This article explains the different options for processing data within Arm Treasure Data. Data processing within the platform includes import and exporting data, creating queries and running jobs, as well as managing workflows.
|You can perform most data processing tasks directly on our console at https://console.treasuredata.com.|
Data Processing Options
Treasure Data provides two major ways of processing data for data collected from both batch and streaming sources.
Data Processing with Multiple Engines
Treasure Data allows users to issues queries from API, JDBC/ODBC, the web console, via scheduled queries, or our hosted workflow execution framework.
All of these issued queries are managed as separate jobs (see Job Management). For every query you issue, you can specify which data processing engine to use. Currently, we’re supporting two different data processing engines:
Heavy Lifting SQL (Hive)
Hive is a MapReduce-based SQL engine. This engine is really powerful when you do large data processing and heavy JOINs. Often used for ETL or sessionization.
Interactive SQL (Presto)
Presto provides low-latency SQL access to the dataset.
Treasure Data has a scheduler feature called Scheduled Jobs that supports periodic query execution.
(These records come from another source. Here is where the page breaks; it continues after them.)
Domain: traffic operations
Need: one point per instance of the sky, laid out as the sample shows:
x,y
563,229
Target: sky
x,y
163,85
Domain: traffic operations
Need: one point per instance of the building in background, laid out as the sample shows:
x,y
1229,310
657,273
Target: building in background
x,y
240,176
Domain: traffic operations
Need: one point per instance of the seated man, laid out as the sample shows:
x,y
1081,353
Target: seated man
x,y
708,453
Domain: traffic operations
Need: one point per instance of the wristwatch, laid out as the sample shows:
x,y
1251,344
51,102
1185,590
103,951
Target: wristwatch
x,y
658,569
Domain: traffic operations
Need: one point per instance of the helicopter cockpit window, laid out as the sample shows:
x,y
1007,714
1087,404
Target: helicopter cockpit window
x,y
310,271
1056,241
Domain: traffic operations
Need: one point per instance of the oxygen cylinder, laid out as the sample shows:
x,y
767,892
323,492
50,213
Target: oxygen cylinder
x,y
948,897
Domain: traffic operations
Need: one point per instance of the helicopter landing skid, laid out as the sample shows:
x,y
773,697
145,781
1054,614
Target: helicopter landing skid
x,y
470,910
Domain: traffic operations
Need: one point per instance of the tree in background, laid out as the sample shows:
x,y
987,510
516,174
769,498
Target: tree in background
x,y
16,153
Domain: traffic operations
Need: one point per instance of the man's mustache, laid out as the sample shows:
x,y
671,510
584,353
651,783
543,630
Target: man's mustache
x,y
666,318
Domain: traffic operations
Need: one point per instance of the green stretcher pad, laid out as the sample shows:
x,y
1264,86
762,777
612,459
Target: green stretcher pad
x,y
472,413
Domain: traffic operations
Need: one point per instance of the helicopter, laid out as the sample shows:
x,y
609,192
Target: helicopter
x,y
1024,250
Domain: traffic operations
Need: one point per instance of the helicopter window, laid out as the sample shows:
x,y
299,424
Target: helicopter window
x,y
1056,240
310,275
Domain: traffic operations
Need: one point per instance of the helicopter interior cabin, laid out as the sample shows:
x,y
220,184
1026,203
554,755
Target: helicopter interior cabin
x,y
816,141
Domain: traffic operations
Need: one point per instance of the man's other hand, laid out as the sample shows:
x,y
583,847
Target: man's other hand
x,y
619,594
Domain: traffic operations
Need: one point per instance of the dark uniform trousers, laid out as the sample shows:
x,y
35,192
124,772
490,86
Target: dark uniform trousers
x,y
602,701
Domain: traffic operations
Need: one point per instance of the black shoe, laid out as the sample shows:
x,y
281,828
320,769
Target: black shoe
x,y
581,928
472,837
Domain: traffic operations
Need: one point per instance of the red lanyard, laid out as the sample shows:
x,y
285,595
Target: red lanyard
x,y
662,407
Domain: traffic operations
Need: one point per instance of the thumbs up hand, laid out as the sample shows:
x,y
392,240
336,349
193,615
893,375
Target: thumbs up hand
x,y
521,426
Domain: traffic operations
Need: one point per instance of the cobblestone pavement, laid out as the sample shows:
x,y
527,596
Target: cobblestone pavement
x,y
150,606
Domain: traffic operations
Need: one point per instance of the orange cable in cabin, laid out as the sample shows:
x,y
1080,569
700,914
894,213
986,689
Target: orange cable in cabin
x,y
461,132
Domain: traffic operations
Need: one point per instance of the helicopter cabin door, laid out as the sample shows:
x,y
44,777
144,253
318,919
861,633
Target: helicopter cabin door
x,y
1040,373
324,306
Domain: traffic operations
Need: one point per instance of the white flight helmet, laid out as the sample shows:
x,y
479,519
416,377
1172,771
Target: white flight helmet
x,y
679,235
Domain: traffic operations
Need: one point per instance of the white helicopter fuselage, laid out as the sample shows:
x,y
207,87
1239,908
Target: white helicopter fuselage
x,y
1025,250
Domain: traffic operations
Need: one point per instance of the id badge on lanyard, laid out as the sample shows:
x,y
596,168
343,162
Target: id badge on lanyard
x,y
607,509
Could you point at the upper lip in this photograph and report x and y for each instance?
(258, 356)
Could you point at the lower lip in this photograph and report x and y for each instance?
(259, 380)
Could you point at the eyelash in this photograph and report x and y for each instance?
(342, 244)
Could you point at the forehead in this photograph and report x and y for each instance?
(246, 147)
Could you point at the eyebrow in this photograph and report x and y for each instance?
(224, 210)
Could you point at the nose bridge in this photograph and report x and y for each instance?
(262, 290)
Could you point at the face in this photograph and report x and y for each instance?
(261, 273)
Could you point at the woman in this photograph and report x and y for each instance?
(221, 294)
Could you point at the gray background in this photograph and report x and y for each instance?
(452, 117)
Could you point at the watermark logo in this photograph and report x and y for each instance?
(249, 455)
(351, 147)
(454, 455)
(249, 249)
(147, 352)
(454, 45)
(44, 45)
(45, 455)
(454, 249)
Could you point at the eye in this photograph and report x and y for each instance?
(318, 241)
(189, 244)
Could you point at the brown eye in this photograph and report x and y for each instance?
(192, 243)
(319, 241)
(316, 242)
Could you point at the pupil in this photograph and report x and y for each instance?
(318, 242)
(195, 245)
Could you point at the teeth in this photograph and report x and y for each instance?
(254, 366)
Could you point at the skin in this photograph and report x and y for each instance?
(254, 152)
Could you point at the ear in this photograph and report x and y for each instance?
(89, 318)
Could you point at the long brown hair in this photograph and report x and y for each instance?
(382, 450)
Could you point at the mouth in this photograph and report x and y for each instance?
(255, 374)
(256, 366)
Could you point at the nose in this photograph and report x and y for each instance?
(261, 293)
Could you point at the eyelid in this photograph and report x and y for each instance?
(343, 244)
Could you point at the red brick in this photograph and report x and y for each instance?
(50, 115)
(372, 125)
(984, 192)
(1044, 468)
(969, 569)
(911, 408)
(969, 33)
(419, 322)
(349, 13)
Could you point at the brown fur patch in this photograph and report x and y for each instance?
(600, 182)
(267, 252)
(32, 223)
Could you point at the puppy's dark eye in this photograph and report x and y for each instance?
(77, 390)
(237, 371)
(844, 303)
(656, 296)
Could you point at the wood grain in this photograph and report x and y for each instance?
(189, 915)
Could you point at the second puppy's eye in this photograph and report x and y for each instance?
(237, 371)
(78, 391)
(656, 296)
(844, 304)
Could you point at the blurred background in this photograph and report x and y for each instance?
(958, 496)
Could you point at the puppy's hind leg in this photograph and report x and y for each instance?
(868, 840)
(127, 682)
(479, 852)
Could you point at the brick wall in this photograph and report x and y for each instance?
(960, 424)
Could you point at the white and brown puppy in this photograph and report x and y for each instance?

This allows you to launch hourly / daily / weekly / monthly jobs, without having a cron daemon.
We take great care in distributing and operating our scheduler in order to achieve high availability. You can use any of the engines listed in the preceding section for scheduled jobs.
After establishing your data transfer, you can manage data input as a job.
Result Output (or Output Results) is a feature to push Treasure Data’s query result into other systems, such as RDBMS (MySQL, PostgreSQL, RedShift), Google Spread Sheet, FTP, etc. By using this feature, you can integrate Treasure Data with your existing system instantly.
Queries and jobs are used for data output. You can use Scheduled Jobs with Result Output, so that you can periodically launch Treasure Data jobs and write the result somewhere else.
You can find the Output Results option as a checkbox in the Query Editor. Use the option to set up an export of query results.
You can use TD Workflow to manage and automate jobs. TD Workflow is often used for incremental processing and is also used in data segmentation.